Columbia International Affairs Online: Working Papers

CIAO DATE: 08/2004

Freedom, Prosperity, and Security

J. Brian Atwood, Robert S. Browne, Princeton N. Lyman

May 2004

Council on Foreign Relations

Abstract

The United States will host the G8 Summit at Sea Island, Georgia, in June 2004. Many urgent and critical international issues need to be discussed at the summit, especially developments in the Middle East and in the worldwide war on terrorism. It will be important, however, that the summit also maintain the momentum of the past three years in the G8-Africa partnership. This will reinforce the work of African leaders who are championing democracy, human rights, and good governance. Africa, moreover, figures prominently in the three global issues the United States has selected for the summit: freedom, security, and prosperity.

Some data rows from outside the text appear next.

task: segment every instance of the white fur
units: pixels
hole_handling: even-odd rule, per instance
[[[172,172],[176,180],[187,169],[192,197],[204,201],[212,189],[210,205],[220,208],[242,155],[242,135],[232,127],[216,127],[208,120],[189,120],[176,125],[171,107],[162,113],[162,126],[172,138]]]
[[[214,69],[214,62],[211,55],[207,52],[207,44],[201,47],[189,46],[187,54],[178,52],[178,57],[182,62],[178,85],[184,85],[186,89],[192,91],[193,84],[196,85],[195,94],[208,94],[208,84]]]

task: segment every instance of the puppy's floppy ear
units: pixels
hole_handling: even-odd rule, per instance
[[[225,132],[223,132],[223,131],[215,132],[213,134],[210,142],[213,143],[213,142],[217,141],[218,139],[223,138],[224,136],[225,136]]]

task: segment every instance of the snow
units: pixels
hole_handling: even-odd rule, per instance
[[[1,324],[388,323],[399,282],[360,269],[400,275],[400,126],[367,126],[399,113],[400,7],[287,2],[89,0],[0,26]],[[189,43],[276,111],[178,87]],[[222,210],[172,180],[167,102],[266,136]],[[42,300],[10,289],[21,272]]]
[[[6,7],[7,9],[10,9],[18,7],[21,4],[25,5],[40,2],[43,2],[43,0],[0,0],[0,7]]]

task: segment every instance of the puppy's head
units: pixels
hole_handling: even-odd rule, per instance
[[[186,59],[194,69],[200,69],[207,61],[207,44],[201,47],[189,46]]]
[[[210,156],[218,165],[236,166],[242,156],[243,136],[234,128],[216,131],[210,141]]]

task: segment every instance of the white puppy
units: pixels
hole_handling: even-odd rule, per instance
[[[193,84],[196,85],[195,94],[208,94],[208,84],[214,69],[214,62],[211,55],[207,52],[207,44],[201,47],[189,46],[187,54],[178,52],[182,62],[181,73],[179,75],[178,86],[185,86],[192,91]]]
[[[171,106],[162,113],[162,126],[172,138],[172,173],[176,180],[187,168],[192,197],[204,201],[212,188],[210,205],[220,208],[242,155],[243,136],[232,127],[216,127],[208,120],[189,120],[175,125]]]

It now appears that the United States will invite a group of African leaders to confer with the G8, following the practice of the last three years. The United States is also proposing that the G8 address several items that bear on Africa at the summit, including food security, transparency in the oil and mineral sectors, peace support, and debt relief for post-conflict countries. These items do not encompass the breadth of issues in the G8’s Africa Action Plan (AAP), described below, however, nor do they substitute for commitment to the long-term overall partnership that has been at the heart of the G8- Africa relationship in the past three years.